Glycémie à jeun : 20 mmol/L, postprandiale : 34,6 mmol/L, glycation : 16,4 %, ces chiffres simples sont comme ma date de naissance, profondément gravés dans ma mémoire et que je n’oublierai jamais.
Peut-être suis-je encore jeune, peut-être que ce n'est pas grave au début, peut-être… il y a trop d'explications. Après deux semaines de traitement intensif à l'insuline et un mois d'ajustements de la prise en charge, ma glycémie s'est normalisée. Trois ans ont passé, et maintenant ma glycémie est plus stable.
Une bonne connaissance du diabète est un atout précieux pour la maîtrise de la glycémie.
Ai-je le sentiment d'avoir de la chance ? En résumé, je pense qu'il y a les choses suivantes pour lesquelles être reconnaissant.
La première bénédiction : rencontrer un bon médecin
Durant mon hospitalisation, j'ai rencontré un excellent médecin qui m'a constamment informé sur le diabète. Il m'a conseillé de consulter des sites web et des forums spécialisés dès que j'en avais le temps, afin de mieux comprendre la situation actuelle de cette maladie dans la société. Bien sûr, même un bon médecin ne peut obtenir de bons résultats sans la coopération d'un patient attentif. Il est donc essentiel d'être vigilant face à son diabète.
La deuxième bénédiction : recevoir un traitement intensif à l’insuline à temps
J'ai eu la chance de bénéficier d'un traitement intensif par pompe à insuline, et j'en suis encore reconnaissant aujourd'hui. Sans ce traitement à l'époque, je n'aurais probablement pas obtenu d'aussi bons résultats. Alors, je conseille à tous de ne pas avoir peur si vous venez d'être diagnostiqué diabétique. Prenez de l'insuline, cela peut vraiment vous faire du bien.
J'ai beaucoup appris ces deux dernières années, et je vais vous l'expliquer brièvement ici : vous devriez vous détendre.

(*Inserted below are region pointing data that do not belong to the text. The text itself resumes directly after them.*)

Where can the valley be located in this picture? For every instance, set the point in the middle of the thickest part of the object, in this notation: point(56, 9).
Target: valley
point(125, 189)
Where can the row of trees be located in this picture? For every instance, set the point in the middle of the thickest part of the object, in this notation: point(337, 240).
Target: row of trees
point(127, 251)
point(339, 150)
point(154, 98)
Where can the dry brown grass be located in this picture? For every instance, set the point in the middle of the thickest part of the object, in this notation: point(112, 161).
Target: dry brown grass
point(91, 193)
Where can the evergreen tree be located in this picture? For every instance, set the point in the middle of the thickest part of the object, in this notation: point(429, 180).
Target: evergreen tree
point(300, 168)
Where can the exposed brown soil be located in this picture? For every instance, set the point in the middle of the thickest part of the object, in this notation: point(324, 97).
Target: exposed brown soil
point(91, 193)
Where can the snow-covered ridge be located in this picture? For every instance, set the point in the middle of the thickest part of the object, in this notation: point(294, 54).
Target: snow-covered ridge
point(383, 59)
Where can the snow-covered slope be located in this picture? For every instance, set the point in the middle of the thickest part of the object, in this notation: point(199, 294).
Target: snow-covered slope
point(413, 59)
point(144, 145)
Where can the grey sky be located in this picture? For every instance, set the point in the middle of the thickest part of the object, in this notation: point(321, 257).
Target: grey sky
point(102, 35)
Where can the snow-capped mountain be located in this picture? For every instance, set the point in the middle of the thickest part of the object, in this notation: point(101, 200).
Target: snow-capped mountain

Ne vous laissez pas envahir par des pensées négatives comme les complications. Sinon, même en l'absence de complications, vous risquez d'avoir une peur bleue. Quel dommage ! Maîtrisez tous les indicateurs et restez serein. Quant aux mauvaises nouvelles, elles ne sont souvent que des rumeurs et sont généralement déformées avant même d'arriver jusqu'à vous. Vivez chaque jour dans la joie et la bonne humeur vous permettront de vivre plus longtemps.
Pour le moment, il m'est facile de contrôler ma glycémie, alors j'ai résumé mon expérience comme suit, à titre indicatif seulement.
1. Faites-vous examiner régulièrement et surveillez votre glycémie quotidiennement.
Je contrôle ma glycémie 3 à 4 fois par an pour mieux connaître les besoins de mon corps et ses variations. Je pense qu'il serait nécessaire de la contrôler plus souvent. Ma glycémie a tendance à être élevée, surtout après les repas. Il est beaucoup plus facile d'en trouver la cause lorsque les données sont complètes. Si l'on ne fait qu'un test aléatoire par jour et qu'on le montre au médecin, on ne pourra pas en déterminer l'origine.
2. Observez et analysez davantage votre alimentation et votre activité physique, et trouvez une méthode qui vous convienne en fonction de votre propre réalité.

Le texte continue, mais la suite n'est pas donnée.